In other locations, there were what I would call “accidental” cover crops. These are volunteer crops coming up in areas that had received fall rains. I look at those volunteer plants coming up and see all the positives of cover crops: a living plant root in the soil more days of the year, which is beneficial for enhancing soil biology and plant-soil-water relationships; protection on the soil from wind and water erosion; and grazing opportunities for livestock on cropland.
Sadly, what I saw in many locations were farmers doing fall tillage to get rid of those beneficial volunteer plant covers. Sometimes, I just don’t understand why. We have one segment of the farming population paying money to create cover crops on their fields while we simultaneously see farmers spending money to destroy any living plant on their fields. It is a conundrum.
Foiled by blowing soil
On the Snake River Plains of southern Idaho, the wind blows frequently and steadily. Above average precipitation in August and September had brought beautiful cover crops of volunteer barley and wheat on recently harvested fields. I drove past many acres of volunteer small grains where no dust clouds wisped across the landscape.
Then I came to the field where the farmer was disking it into oblivion with a massive cloud of dust rising behind the tillage tool. There are signs along Interstate 15 warning drivers of potential blowing dust and ordering motorists not to stop in the traffic lane.

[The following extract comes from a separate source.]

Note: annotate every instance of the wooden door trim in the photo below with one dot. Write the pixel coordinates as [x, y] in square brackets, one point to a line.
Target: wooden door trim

Why do we have to have signs like that near Idaho Falls?
These are all irrigated crop fields that are moist and stable in the growing season when the crops are growing. Once the irrigation is turned off and the crops harvested, fall tillage begins, resulting in massive dust storms sweeping across the landscape. I have been in those dust storms a number of times over the last 20 years, creeping along the interstate at 30 miles per hour because that is all the visibility will allow. It’s hard to understand why farmers willingly allow their topsoil to blow away year after year.

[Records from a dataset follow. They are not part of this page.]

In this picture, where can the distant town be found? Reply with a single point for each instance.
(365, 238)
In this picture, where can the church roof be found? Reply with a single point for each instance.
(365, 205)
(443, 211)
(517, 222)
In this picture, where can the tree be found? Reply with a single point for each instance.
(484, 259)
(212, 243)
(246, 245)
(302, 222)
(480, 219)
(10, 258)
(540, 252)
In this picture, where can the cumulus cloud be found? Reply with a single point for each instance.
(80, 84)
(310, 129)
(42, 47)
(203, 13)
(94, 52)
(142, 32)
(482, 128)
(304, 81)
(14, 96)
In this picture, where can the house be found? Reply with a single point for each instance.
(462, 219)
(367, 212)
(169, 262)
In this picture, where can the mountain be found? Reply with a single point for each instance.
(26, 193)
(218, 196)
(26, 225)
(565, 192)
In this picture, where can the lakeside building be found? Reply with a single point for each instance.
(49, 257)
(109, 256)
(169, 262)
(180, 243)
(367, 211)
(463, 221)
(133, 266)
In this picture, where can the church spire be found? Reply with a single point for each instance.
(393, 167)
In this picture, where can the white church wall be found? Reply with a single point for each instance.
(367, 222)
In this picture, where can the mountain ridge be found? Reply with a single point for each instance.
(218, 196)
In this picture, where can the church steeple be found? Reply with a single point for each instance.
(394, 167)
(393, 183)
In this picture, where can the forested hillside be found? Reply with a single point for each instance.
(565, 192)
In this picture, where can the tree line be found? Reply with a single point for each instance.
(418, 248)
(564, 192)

I saw a similar situation in the Midwest. On one side of the road, corn stubble had been deliberately overseeded with a small grain-brassica cover crop. On the opposite side of the road, a beautiful stand of volunteer corn had come up. It was almost knee-high and quite uniform across most of the field as the farmer was disking it down. Perhaps the farmer had no cattle, but I know he had a neighbor who would have been willing to rent that field for grazing. How is it that two farmers with nothing more than a gravel road separating them have such different views on the value of a cover crop?
Comes at a cost
The average custom farming rate for disking in that Midwest state was $22 per acre in 2023. That’s what it cost the one farmer to get rid of his volunteer corn. On the day I looked at that field in October, I estimated there would have been at least 30 animal unit days per acre (AUD/A) of grazing. The neighbor would have happily paid $21 per acre to graze that volunteer corn at a cost of 70¢ per AUD. The farmer without a cover crop could have been $43 per acre ahead by letting his neighbor terminate the corn crop with grazing (added income $21 per acre) rather than doing the disking (added cost $22 per acre). Further, the soil would not have been disturbed and left vulnerable to wind and water erosion.
Seeding a cover crop may range from as little as $25 per acre to over $100 per acre, depending on the composition of the mix and the seeding method. I have to admit I was surprised to see the density of some of those volunteer cover crops. Modern harvesting equipment should be doing a better job than what I was seeing. Perhaps there were unique circumstances last fall that led to such beautiful volunteer cover crops. Maybe year-to-year consistency doesn’t really happen.
In any case, being opportunistic and taking advantage of volunteer plants when they occur is a reasonable strategy for most farmers. At the very least, we shouldn’t be spending money to get rid of volunteer stands through land-degrading tillage.
This article appeared in the January 2024 issue of Hay & Forage Grower on page 21.